Однако в нравственности индивидуальность вообще включена во всеобщую субстанциальность, и, таким образом, здесь выступает представление о вечности субъективного, индивидуального духа, представление о бессмертии, хотя вначале лишь как слабый намек, а не как абсолютное требование духа. На ранее рассмотренных ступенях еще но могло возникнуть требования бессмертия души ни в естественной религии, ни в религии монотеистической. В естественной религии основное определение составляет еще непосредственное единство духовного и природного и дух еще не выступает для себя; в монотеистической религии дух существует для себя, но он еще не раскрыт, его свобода еще абстрактна и его бытие представляет собой еще природное наличное бытие, владение этой землей и благополучие. Но это не есть бытие в качестве наличного бытия духа в себе самом, не есть удовлетворение в духовном. Продолжительность есть лишь продолжительность существования рода, семьи, вообще природной всеобщности. Здесь же самосознание реализовано в себе самом, духовно, субъективность принята во всеобщую сущность и, следовательно, познается в себе как идея; здесь налицо представление о бессмертии. Однако это сознание становится определеннее, когда возникает моральность, самосознание углубляется в себя и начинает признавать в качестве доброго,

152

истинного и справедливого лишь то, что находит соответствующим себе и своему мышлению.

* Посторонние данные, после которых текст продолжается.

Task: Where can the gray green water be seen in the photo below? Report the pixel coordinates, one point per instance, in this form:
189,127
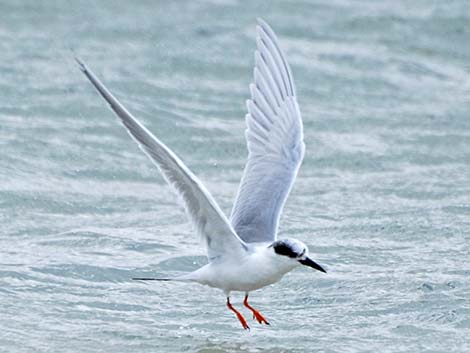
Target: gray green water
382,199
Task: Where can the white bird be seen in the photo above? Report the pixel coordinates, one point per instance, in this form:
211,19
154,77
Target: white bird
243,253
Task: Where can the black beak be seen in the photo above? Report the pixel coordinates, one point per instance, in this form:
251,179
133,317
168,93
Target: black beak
309,262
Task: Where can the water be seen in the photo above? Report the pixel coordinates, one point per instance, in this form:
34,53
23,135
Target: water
382,199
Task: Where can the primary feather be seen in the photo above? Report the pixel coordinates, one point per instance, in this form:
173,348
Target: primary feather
274,137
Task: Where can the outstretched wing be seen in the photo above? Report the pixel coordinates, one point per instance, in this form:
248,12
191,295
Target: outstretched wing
202,210
274,138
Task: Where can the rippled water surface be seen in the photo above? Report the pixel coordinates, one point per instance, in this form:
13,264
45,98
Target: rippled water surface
382,198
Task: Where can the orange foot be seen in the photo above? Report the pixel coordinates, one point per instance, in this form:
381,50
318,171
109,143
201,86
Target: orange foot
239,316
256,313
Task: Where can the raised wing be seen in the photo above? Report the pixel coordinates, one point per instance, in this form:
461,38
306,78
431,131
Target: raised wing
274,138
202,210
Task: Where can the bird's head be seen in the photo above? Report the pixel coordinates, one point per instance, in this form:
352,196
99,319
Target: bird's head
294,251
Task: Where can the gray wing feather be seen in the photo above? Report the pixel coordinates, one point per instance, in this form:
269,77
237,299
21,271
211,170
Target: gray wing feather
275,144
202,210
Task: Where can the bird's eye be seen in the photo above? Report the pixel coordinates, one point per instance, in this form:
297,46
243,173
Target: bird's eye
302,253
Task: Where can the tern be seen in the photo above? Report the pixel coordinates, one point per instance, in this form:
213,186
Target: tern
243,253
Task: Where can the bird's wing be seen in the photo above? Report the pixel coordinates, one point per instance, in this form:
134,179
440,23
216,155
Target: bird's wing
275,144
202,210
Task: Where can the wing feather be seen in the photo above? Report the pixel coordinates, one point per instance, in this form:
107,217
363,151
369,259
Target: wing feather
201,208
274,138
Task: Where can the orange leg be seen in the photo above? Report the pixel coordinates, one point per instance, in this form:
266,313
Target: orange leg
239,316
256,313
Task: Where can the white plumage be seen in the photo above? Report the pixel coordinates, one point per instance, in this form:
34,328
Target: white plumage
243,254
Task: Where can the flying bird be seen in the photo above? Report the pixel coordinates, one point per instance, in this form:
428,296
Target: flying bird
243,253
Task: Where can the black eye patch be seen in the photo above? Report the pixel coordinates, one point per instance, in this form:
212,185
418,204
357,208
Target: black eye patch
285,249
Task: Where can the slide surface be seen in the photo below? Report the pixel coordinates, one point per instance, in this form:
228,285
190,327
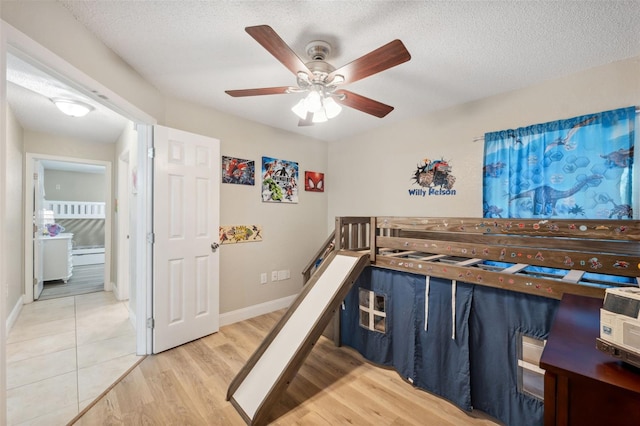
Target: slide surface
267,373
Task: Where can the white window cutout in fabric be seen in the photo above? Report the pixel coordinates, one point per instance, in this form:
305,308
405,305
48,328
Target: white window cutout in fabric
530,375
373,311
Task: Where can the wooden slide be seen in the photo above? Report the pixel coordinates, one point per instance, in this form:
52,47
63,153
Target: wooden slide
267,373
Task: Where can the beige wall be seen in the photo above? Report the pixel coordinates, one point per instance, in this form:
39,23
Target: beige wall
62,185
370,174
60,146
126,146
51,25
13,223
291,232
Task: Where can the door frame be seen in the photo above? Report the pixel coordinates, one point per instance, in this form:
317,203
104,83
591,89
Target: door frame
30,159
122,218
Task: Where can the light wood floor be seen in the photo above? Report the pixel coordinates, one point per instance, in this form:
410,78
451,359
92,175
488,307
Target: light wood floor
187,386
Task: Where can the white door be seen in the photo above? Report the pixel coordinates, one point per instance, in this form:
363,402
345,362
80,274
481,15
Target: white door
38,229
186,208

Поэтому у Сократа и Платона столь определенно идет речь о бессмертии души, тогда как прежде это было, скорее, одним из общих представлений, не обладавших абсолютной ценностью в себе и для себя.

Подобно тому как самосознанию еще недостает бесконечной субъективности, абсолютной точки единства понятия, так и субъективности еще не хватает его (понятия) существенных определений. Это единство присуще тому, с чем мы уже познакомились как с его необходимостью. Но последняя лежит вне сферы особенных субстанциальных сущностей. Подобно человеку как таковому, и особенные сущности не имеют абсолютного права, ибо последнее выступает у них лишь как момент необходимости и как нечто коренящееся в этом абсолютном, рефлектированном в себя единстве. Хотя они имеют божественную природу, но их много, и, таким образом, их рассеянное множество представляет собой также некоторую ограниченность, поэтому они не принимаются всерьез. Над множеством субстанциальных сущностей витает последнее единство абсолютной формы — необходимость, и она освобождает самосознание в его отношении к богам от этих богов, вследствие чего оно одновременно принимает и не принимает их всерьез. Вообще эта религия имеет характер абсолютной радостной ясности; самосознание свободно по отношению к своим существенным моментам, так как они суть его моменты, и в то же время оно не приковано к ним, так как над ними самими витает абсолютная необходимость и они возвращаются в нее так же, как в нее погружается самосознание со своими особенными целями и потребностями.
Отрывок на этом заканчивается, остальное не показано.